El sentido de lo provisional invita a preferir los aspectos de novedad, acaso oscureciendo la estabilidad y la jerarquía de valores. El espíritu se torna más curioso y disponible, más sensible y abierto, más pronto al diálogo. En este clima el hombre puede ser inducido a profundizar las propias convicciones, así como ser inclinado hacia un relativismo fácil.

La movilidad determina un cierto desenraizamiento del ambiente originario, una soledad acentuada, un aislamiento en el anonimato. Puede derivarse ya sea un rechazo más o menos consciente del nuevo contexto o bien la aceptación acrítica del mismo en polémica con la experiencia precedente, e incluso una actitud pasiva, fuente de alienación cultural y social.




4. INFLUJO EN LA FE

La movilidad en cuanto tal no puede ser considerada como enemiga de la fe; y la Iglesia se esfuerza prudentemente en valorizar aquellas virtualidades que la constituyen instrumento de evangelización.

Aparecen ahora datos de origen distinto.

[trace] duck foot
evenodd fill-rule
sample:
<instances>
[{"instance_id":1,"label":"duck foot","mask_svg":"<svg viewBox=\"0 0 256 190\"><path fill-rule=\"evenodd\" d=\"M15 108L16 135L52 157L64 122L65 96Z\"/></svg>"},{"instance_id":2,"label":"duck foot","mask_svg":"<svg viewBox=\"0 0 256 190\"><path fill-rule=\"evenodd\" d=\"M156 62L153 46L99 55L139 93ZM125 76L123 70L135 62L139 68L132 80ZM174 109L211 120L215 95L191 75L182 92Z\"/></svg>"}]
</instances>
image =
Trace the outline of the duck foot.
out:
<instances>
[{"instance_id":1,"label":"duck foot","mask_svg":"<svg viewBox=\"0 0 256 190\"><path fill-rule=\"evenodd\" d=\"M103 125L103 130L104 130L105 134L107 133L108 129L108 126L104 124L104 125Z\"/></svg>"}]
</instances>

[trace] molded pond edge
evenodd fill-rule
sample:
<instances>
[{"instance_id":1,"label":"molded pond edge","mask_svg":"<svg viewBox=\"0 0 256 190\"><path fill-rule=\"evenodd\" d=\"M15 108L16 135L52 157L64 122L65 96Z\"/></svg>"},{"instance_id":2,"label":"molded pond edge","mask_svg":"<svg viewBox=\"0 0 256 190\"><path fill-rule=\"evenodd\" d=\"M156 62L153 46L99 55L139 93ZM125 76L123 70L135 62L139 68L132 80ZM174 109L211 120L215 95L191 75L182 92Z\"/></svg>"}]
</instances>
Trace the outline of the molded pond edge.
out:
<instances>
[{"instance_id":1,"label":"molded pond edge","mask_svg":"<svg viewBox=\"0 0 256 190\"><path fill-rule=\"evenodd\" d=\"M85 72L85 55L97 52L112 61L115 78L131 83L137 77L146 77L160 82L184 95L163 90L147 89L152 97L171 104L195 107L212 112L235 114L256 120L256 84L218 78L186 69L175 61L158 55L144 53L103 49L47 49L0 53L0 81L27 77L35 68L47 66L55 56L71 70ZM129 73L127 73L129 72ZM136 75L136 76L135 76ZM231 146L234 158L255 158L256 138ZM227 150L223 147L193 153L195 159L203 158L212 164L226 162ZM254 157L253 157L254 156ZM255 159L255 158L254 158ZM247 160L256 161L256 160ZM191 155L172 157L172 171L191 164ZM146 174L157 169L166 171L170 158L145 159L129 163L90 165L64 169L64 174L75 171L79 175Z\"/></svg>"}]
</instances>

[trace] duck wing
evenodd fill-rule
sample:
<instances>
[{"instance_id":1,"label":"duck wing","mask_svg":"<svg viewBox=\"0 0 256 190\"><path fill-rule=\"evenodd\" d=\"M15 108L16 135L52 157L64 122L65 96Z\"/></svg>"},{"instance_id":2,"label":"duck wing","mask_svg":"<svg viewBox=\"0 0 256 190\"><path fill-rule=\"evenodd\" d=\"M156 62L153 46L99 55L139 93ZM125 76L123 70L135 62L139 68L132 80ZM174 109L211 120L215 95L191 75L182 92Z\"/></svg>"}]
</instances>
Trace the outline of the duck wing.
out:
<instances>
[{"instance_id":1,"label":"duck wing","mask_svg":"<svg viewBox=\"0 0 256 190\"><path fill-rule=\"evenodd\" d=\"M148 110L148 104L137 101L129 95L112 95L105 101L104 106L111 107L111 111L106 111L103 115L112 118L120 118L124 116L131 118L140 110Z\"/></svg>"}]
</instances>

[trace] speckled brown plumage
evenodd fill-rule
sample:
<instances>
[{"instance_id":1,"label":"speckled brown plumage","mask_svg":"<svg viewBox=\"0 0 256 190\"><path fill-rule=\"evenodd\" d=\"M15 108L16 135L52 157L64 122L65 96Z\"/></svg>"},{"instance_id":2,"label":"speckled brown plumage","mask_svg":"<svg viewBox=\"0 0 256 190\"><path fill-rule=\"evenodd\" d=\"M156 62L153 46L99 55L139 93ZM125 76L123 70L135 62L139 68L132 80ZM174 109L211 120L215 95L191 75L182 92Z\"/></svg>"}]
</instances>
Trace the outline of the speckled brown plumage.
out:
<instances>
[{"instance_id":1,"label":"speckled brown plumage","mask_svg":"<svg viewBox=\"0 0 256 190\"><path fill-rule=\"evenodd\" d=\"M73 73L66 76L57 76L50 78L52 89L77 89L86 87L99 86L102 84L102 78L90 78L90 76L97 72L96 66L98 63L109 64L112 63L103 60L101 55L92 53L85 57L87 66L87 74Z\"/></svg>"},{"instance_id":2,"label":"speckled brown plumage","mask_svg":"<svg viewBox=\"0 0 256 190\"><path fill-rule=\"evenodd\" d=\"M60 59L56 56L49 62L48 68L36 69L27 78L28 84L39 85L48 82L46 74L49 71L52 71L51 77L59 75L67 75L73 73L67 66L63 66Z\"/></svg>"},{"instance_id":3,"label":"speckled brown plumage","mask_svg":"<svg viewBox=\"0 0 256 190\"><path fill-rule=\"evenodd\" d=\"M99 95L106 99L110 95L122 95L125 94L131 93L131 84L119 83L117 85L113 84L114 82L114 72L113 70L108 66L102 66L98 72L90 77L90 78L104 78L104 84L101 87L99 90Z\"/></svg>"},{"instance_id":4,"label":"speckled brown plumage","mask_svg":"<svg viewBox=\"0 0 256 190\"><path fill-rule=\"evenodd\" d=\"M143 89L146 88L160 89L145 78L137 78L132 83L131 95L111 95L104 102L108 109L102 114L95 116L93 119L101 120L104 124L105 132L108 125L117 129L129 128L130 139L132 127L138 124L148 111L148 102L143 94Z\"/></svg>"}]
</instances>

De todos modos en determinadas situaciones la práctica religiosa queda a menudo comprometida. La ruptura de vínculos entre fe y cultura, que es el "drama de nuestra época", encuentra en ello una aguda acentuación, desplazándose el equilibrio entre los gestos de esta nueva vida y los gestos cristianos de ayer, hacia los primeros, cada vez más fácilmente.

Y en la medida en que se acelera el paso de una sociedad de tipo familiar, rural, simple, tradicional, a una sociedad extrafamiliar, industrial, compleja, dinámica, rica, más se endurecen las crisis y más difícil resulta la protección de la unidad de la conciencia personal.

Queda, en todo caso, el trauma de un mundo nuevo, con su universo cultural y su sistema de valores y de modelos. De aquí el despliegue de mentalidad, por el cual la búsqueda religiosa no siempre consigue encontrar salida, como lo demuestran las no infrecuentes simpatías hacia ideologías seculares y seudo-religiosas.

En semejantes condiciones, la fe no puede quedarse únicamente en una herencia a conservar o proteger; es una realidad que hay que profundizar, desarrollar, difundir. El cristiano está así obligado a verificar personalmente la fe en un contexto que a veces es de auténtica diáspora.

De ello se desprende la exigencia de que la pastoral de estos estratos de la humanidad deba adecuarse a su situación espiritual para estar en grado de descubrir, hacer penetrar y construir en ellos la fe.